The US approval late last year of the blood thinner Eliquis (apixaban) made it the third blood-thinner pill option to come online in the last three years, all of which have proven to be as or more effective as the old go-to warfarin, with lower rates of brain hemorrhaging and fewer blood tests required to get the dosing right. However, unlike warfarin, which has an antidote in the form of vitamin K, no compounds exist that directly counteract the anticoagulation effects of these next-generation blood thinners—something desperately needed for the 1–3% of patients who suffer major bleeding complications, experience trauma injuries or require urgent surgery while on these pills.
New anticoagulation antidotes could be on the way.

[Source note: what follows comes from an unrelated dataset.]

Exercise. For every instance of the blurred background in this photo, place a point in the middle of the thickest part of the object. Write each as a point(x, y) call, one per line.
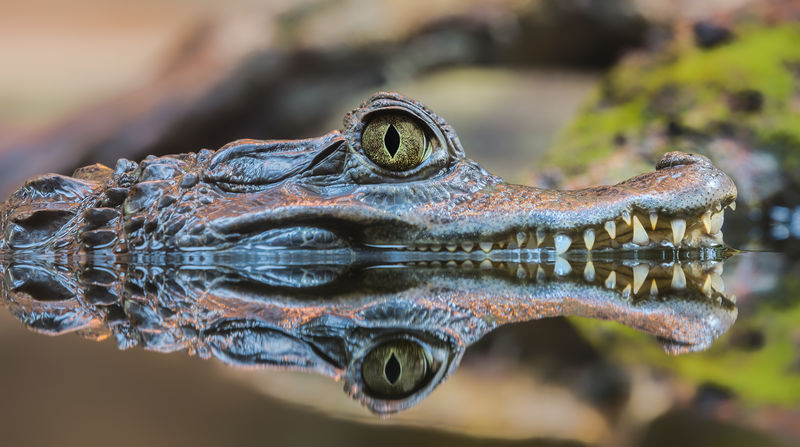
point(553, 93)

On 5 February, Portola Therapeutics, a South San Francisco–based company with an injectable antidote called PRT064445, announced that it had sealed a deal with Germany’s Bayer and New Jersey’s Janssen Pharmaceuticals to test PRT064445 in a phase 2 trial involving healthy volunteers given Xarelto (rivaroxaban). This pact comes on top of a similar partnership announced in November 2012 between Portola and the makers of Eliquis, Bristol-Myers Squibb and Pfizer, both based in New York.

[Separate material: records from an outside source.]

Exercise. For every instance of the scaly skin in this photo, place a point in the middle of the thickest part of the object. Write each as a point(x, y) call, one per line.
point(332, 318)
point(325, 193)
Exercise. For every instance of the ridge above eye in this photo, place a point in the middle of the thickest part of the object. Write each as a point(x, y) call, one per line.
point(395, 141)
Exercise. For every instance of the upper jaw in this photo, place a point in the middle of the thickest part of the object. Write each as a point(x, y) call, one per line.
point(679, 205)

Approved by the US Food and Drug Administration in 2011, Xarelto, like Eliquis, blocks a key enzyme in the blood-clotting cascade called factor Xa. PRT064445 works by acting as a decoy for drugs like Eliquis and Xarelto to bind to, preventing them from obstructing factor Xa in the bloodstream.
Reporting online today in Nature Medicine, Portola scientists showed in human plasma that PRT064445 reversed the anticoagulant effects of these drugs and another experimental factor Xa targeted agent known as betrixaban, as well as two indirect factor Xa inhibitors, including a form of heparin, an older injectable anticoagulant. The drug also restored normal clotting in rabbits and rats. According to John Curnutte, head of research and development at Portola, based in South San Francisco, California, PRT064445 also proved safe and well tolerated in an as-yet-unpublished phase 1 study involving 32 healthy volunteers not on anticoagulant therapy.
“We want this drug to be available for those circumstances where the physicians, the surgeons and the emergency room staff feel it’s really important to remove that blood thinner headwind that leads to this enhanced bleeding,” Curnutte says, “and thereby enable them to manage the patients as if they were not on the anticoagulant.”
Other anticoagulation antidotes are nearing clinical testing, too. For example, Boehringer Ingelheim, the German company behind Pradaxa (dabigatran), a blood thinner approved since 2010 that inhibits factor IIa (also known as thrombin), is developing its own antidote in house. In December, at the American Society of Hematology meeting in Atlanta, company scientists presented preclinical data showing that treatment with an experimental antibody fragment against Pradaxa resulted in safe and rapid reversal of blood loss in rats. The drug is now in phase 1 testing.
Meanwhile, Perosphere, a startup headquartered in the suburbs of New York, has an antidote drug called PER977 that might reverse the activity of all the new oral anticoagulation drugs—both the factor Xa and factor IIa inhibitors—as well as certain forms of heparin. That broad action provides a major advantage, says Solomon Steiner, chief executive of the company. “When someone comes into an emergency room, they might not know exactly what they’re on. If you have something that’s going to work regardless, that gives a physician a lot more confidence in applying it.”
Plus, as a synthetic small molecule, PER977, unlike biologics such as PRT064445 in its current form, is stable at room temperatures. According to Sasha Bakhru, chief technology officer at Perosphere, that means “you can keep it in solution ready on an ambulance.” Reporting at last year’s American Heart Association Scientific Sessions meeting in Los Angeles, Bakhru, Steiner and their colleagues showed that PER977 reduced blood loss in rats treated with Eliquis, Xarelto, Pradaxa or another factor Xa inhibitor called Lixiana (edoxaban), which is approved in Japan, and produced no adverse effects in beagle dogs. The company plans to launch phase 1 human testing later this year.
Ideally one antidote drug that works for all the new blood thinners would be best because “shelf space is always an issue,” says Edith Nutescu, director of the Antithrombosis Center at the University of Illinois at Chicago. But really, any reversing agent could be a huge help for emergency room doctors and perhaps “raise the comfort level” for prescribing physicians, she says.
According to William Dager, a pharmacist specialist at the University of California–Davis Medical Center’s Anticoagulation Clinic, the vast majority of clinicians have been reluctant to switch to the new warfarin replacements. But, he says, “once we have better monitoring tests and the ability to reverse them when we have bleeding, I think there’s going to be acceptance.”
A version of this story appears in the March 2013 issue of Nature Medicine.